Join us on April 30, 2025, for a webinar on messaging software implementation on Aurora and how to choose the right program environment. ALCF's Vitali Morozov will discuss the affinity and process placements to make sure that the CPU cores, GPUs, NICs, and memory domains are interacting over the shortest path with maximum efficiency.
Aurora is an Exascale supercomputer located at Argonne Leadership Computing Facility. The system has 10624 compute nodes with each node having two 52-core Intel Xeon CPUs, six discrete Intel Xeon MAX GPUs, two DDR5 memory domains, two high-bandwidth memory domains, and eight Slingshot network cards. We use message passing interface (MPI) to program this machine; however, the complexity and the scale of the system require special considerations to achieve expected stability and performance. Intel has made significant contribution to improved interaction of various system components within an MPI context, and the speaker will present the results of some of those contributions for users to use. Some time will be spent on discussing the problems of choosing the number of processes on a node, the distribution of processes on a node, compact or distributed location of nodes in a system, collective operations, and recommended environment variables. It is expected that the attendees are going to be using a large fraction of Aurora for production computations, therefore, we will be paying particular attention to a large scale multi-node environment.

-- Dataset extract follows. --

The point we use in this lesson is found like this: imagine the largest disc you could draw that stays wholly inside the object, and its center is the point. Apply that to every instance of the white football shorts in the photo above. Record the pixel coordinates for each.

Vitali Morozov is a Senior Software Engineering at the Argonne Leadership Computing Facility. He received his M.S. in Mathematics and M.S. in Computer Science from Novosibirsk State University, a Ph.D. in Engineering from Ershov’s Institute for Informatics Systems, Novosibirsk, Russia. At Argonne since 2001, he has been working on computer simulation of plasma generation, plasma material interactions, plasma thermal and optical properties, and applications to laser and discharge-produced plasmas. At the ALCF, he has been working on performance projections, performance analysis and simulation, studying the hardware trends and evaluates experimental and non-conventional hardware. He is also porting and tuning applications to large-scale supercomputers.